Adults average between 40 and 70 cm in total length (body + tail), with a maximum total length of 108 cm being reported. Females are usually larger than males. These snakes can attain a considerable weight relative to their size, with specimens sometimes exceeding 500 g.

The head is broad, flat, distinct from the neck and covered with small, imbricate scales. The snout is short and rounded. The nostrils are positioned dorsolaterally and have valves. The nasal scale is unbroken. The rostral scale is small and wide. The eyes are medium in size with vertically elliptical pupils. There are 15-20 interocular scales and 15-20 circumorbitals. The supraorbital hornlike structure above each eye consists of small, imbricate scales and is also present in juveniles. There are 11-14 supralabials and 13-17 sublabials. 2-4 rows of small scales separate the supralabial scales from the suboculars.

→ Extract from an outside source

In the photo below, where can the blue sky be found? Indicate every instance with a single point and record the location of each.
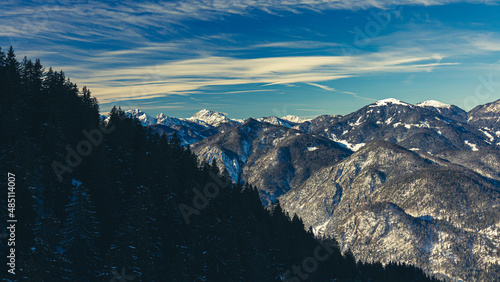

The body is covered with weakly to strongly keeled dorsal scales. On many of these, the keel terminates before the end of the scale and forms a bump. Many others form a point. At midbody, there are 21-25 scale rows, none of them oblique. There are 134-163 ventral scales and 35-50 paired subcaudals. The tail is short.

==Common names==
Persian horned viper, false horned viper, Persian horned desert viper, eye-horned viper.
==Etymology==
The species name comes from where it is most usually found, Persia (present-day Iran), and the hornlike structures above its eyes.

==Geographic range==
Pseudocerastes persicus is found in Iran, Pakistan, Afghanistan, northern Oman, the United Arab Emirates, Jordan, and throughout Mesopotamia.

The type locality is listed as "Perse" (= Persia).

==Habitat==
This species likes sandy (but not sand dune) or basalt and limestone rock desert and hill country, usually with some vegetation. It tends to avoid areas of human habitation.

==Behavior==
These snakes are generally rather slow-moving and may employ various methods of locomotion, including sidewinding, serpentine, and rectilinear. They are also terrestrial and almost totally nocturnal, only being seen during the day or early evening during colder periods. It is not particularly aggressive, but will hiss loudly when disturbed. It is not capable of sinking into the sand vertically like Cerastes.
These feed mainly on lizards, small mammals, mice and occasionally small birds and arthropods, but will also eat dead food.

==Reproduction==
It is oviparous, and sexually mature females lay 11-21 eggs. When produced, these already contain well-developed embryos, each of which can be as much as 8.5 cm in total length. As a result, they hatch after only 30–32 days at 31 °C and then measure 14.0 to 16.2 cm in total length. They do well in captivity and are relatively easy to breed.

==Venom==
Pseudocerastes persicus venom exhibits strong hemorrhagic activity typical of most vipers. No antivenom is available for bites from this species, although it is reported that a polyvalent antiserum does offer some protection.